9 - Exploring the eternal city of Rome for a week with a Finnish girl whom I had not seen in seven years, but maintained a close handwritten correspondance for all that intervening time.

10 - The consecutive wierdness and serendipity of what will be remembered as "Raki Night" and "French Night", Istanbul.

11 - Wandering the mountainous autumnal farmlands, of Cinque Terre, Italy, where sheer cliffs plunge deep into the dark, shimmering Mediterranean Sea. (And being given totally useless directions by two little grandmothers, but ending up none the worse for it.)

12 - Trekking from Thira to Ios, through the superb blue and white curvilinear architecture, the volcanic, barren mountain summits, and the coiled vineyards of the island of Santorini, Greece.

13 - Swimming with a pack of large sharks in the Red Sea, Egypt.

14 - Climbing massive sand dunes in Libya with my father, looking out over the sunset as it came down upon the Algerian border.

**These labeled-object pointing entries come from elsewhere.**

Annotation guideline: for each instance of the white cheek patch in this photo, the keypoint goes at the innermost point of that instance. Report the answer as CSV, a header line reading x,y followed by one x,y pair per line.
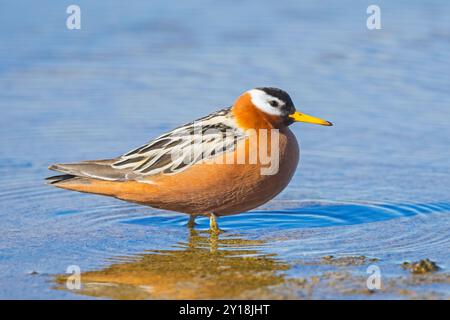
x,y
261,100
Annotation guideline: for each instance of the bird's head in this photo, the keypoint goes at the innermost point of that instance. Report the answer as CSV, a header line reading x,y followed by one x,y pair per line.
x,y
274,105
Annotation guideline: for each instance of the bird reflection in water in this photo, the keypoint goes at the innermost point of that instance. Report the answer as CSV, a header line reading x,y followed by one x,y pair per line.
x,y
205,267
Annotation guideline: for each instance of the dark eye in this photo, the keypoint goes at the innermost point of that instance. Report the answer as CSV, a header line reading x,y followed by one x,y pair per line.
x,y
273,103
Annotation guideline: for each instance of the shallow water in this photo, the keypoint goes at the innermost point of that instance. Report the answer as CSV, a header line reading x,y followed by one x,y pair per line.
x,y
374,185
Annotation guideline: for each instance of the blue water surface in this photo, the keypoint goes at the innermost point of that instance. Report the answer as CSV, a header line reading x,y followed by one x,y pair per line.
x,y
375,184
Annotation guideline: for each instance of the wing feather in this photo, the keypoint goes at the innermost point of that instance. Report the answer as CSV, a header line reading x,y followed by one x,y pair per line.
x,y
184,146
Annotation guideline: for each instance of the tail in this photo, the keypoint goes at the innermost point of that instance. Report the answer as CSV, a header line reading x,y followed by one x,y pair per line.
x,y
97,176
59,178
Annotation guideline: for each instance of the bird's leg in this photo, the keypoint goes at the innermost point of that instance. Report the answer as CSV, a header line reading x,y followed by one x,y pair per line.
x,y
213,227
191,222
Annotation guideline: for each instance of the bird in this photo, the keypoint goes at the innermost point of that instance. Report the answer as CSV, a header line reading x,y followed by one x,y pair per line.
x,y
209,167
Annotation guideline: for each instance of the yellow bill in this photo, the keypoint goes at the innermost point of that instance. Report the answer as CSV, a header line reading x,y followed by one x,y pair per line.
x,y
302,117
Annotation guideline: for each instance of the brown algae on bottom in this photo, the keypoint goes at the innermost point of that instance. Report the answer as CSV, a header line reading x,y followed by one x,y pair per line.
x,y
228,267
196,271
421,267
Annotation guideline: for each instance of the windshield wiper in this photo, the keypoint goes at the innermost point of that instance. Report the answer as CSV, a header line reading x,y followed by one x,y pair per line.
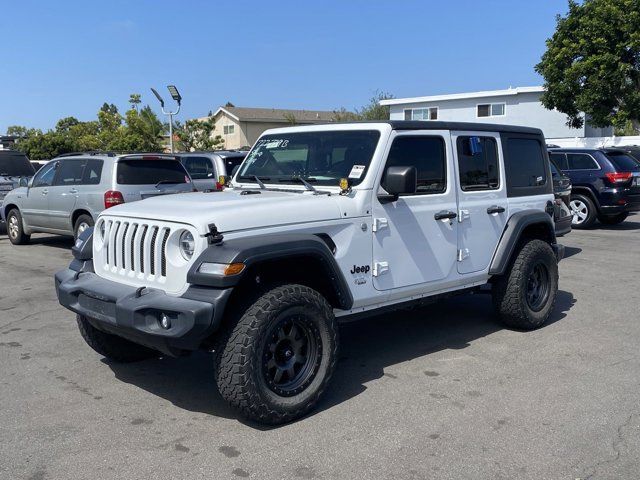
x,y
257,179
302,180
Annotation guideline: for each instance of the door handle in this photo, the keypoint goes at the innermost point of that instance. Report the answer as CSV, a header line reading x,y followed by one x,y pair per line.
x,y
445,215
495,209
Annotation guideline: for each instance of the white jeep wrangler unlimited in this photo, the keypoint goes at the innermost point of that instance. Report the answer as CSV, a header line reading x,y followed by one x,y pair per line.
x,y
320,223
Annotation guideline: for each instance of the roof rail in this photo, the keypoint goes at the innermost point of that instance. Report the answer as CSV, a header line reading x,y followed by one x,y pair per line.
x,y
93,152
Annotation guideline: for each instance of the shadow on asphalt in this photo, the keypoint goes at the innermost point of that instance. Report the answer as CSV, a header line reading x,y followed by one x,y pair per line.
x,y
368,347
627,225
571,251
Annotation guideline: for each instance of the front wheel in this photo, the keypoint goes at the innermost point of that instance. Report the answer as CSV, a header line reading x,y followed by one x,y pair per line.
x,y
583,211
613,219
276,361
525,295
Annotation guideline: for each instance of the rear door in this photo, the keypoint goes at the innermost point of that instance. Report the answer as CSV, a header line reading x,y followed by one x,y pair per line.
x,y
143,177
413,243
63,195
483,208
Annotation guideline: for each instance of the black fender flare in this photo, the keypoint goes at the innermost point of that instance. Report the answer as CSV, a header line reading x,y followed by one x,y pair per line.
x,y
516,224
256,249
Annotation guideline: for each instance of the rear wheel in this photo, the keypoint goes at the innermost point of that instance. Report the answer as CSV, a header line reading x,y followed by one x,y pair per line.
x,y
82,223
524,297
15,229
276,361
583,211
613,219
111,346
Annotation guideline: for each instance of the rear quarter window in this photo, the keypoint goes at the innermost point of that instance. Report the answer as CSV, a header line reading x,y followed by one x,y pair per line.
x,y
150,172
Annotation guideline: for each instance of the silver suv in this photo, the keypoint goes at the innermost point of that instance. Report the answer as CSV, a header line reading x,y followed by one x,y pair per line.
x,y
66,195
206,168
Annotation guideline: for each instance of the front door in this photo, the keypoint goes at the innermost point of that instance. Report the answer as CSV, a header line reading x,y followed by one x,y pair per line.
x,y
63,195
415,237
35,209
483,208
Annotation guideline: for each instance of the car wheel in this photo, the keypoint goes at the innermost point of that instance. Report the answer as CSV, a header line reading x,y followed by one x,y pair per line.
x,y
111,346
524,297
583,211
82,223
15,229
613,219
276,361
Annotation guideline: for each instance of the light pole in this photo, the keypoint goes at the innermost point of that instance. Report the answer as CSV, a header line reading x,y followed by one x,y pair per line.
x,y
173,91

15 - Exploring the vast ruined cities of Leptis Magna and Sabratha in Libya, and the infinately more crowded Italian ruins of Pompeii, Herculaneum and Oplontis with a Catalan friend.

16 - Independently discovering pitch-black networks of secret tunnels beneath cave churches in Cappadoccia, Turkey, which we navigated using the flashes on our cameras.

17 - The impossibly vast Serengeti, with the endless migration of wildebeest and zebra, and the land-before-time unreality of the Ngorongoro crater.

18 - Four days in the moulding tropical deterioration of Zanzibar, seeking the most magnificent timber doors in existence, liberally scattered through tiny crowded alleys and cul-de-sacs in labyrinthine Swahili-Persian-Indian Stonetown.

19 - The white-on-pitch-darkness maze of adobe townhouses in Ghadames, Libya, one of the world's most beautiful places, afortified town in an oasis deep in the Sahara desert.

20 - Listening to the evening call to prayer ripple out from high above the minarets, standing atop the western minaret of Bab Zweylah, Cairo.

21 - Discovering the secret tradesmen of Cairo - the tripod spinners of the City of the Dead, the craftsmen east of Bab Zweylah, the accumulators of the Junk Market, the Quaitbey glassblowers, and the incandescant silks produced in the Dyer's Khan, secretly hung upon bamboo poles amidst the smothering dust of central Cairo.

22 - Flooding the roads of Alexandria, and shopping for gifts in the late-evening Khan el Khalili, aided by two beautiful Egyptian locals, in a Christmas not to be forgotten.

23 - Realising that Venice is only easy to get lost in if you're actually trying to find something.

24 - Collecting, collecting, and collecting, irreplaceable artifacts from across the world, in some of the best antique dealerships and random stalls I could ever have hoped to encounter, making good friends along the way.

25 - Taking ridiculous numbers of photographs in some of the world's most beautiful places.

And realising, after it was all complete, that I had really been there.